Читать книгу: «Под знаком огненного дракона. Жанна Лилонга. Перстень Мазепы», страница 5

Шрифт:

Под кодом «Мазепа»

Основной чертой немолодого, деревенского вида следователя Олега Тарасовича Курняка была настойчивость. Она проявилась ещё в школе, когда, отстав по болезни, он за неделю усваивал программу целого месяца. Любил историю, и его частенько посылали на районные олимпиады. С недоверием относясь к текстам учебника, рылся в библиотеках. Кстати, недоверчивость была второй его отличительной чертой. Она немедленно овладевала им, лишь только приходящая извне информация шла вразрез с его представлениями о предмете. Это толкало Олега на исследовательскую работу, и он не успокаивался, пока либо не находил подтверждение собственной правоты, либо не менял своё мнение. Любил докапываться до истины.

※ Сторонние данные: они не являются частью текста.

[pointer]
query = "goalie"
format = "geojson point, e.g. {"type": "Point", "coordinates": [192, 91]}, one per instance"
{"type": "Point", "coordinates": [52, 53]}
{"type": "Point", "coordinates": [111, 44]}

Он вообще много чего любил, и девушек, конечно, но почему-то всех подряд. Поначалу Олег надеялся, что со временем это пройдёт, а до тех пор лучше не создавать семью. В двадцать пять он понял, что возраст ни при чём, и продолжал любить всех девушек, но старался это скрывать, потому как, воспитанный по законам строителя коммунизма, боялся прослыть ветреным. Ко всему прочему, у него имелись большие претензии к собственной внешности, и он никому не хотел навязывать на ежедневное обозрение свой маленький рост метр шестьдесят три, длинный, кривоватый нос, белёсые, как у телка, ресницы и россыпь веснушек по всему телу. К тому же Курняк постоянно был в водовороте дел, времени ни на что другое не хватало, и тема семейной жизни быстро сошла на нет.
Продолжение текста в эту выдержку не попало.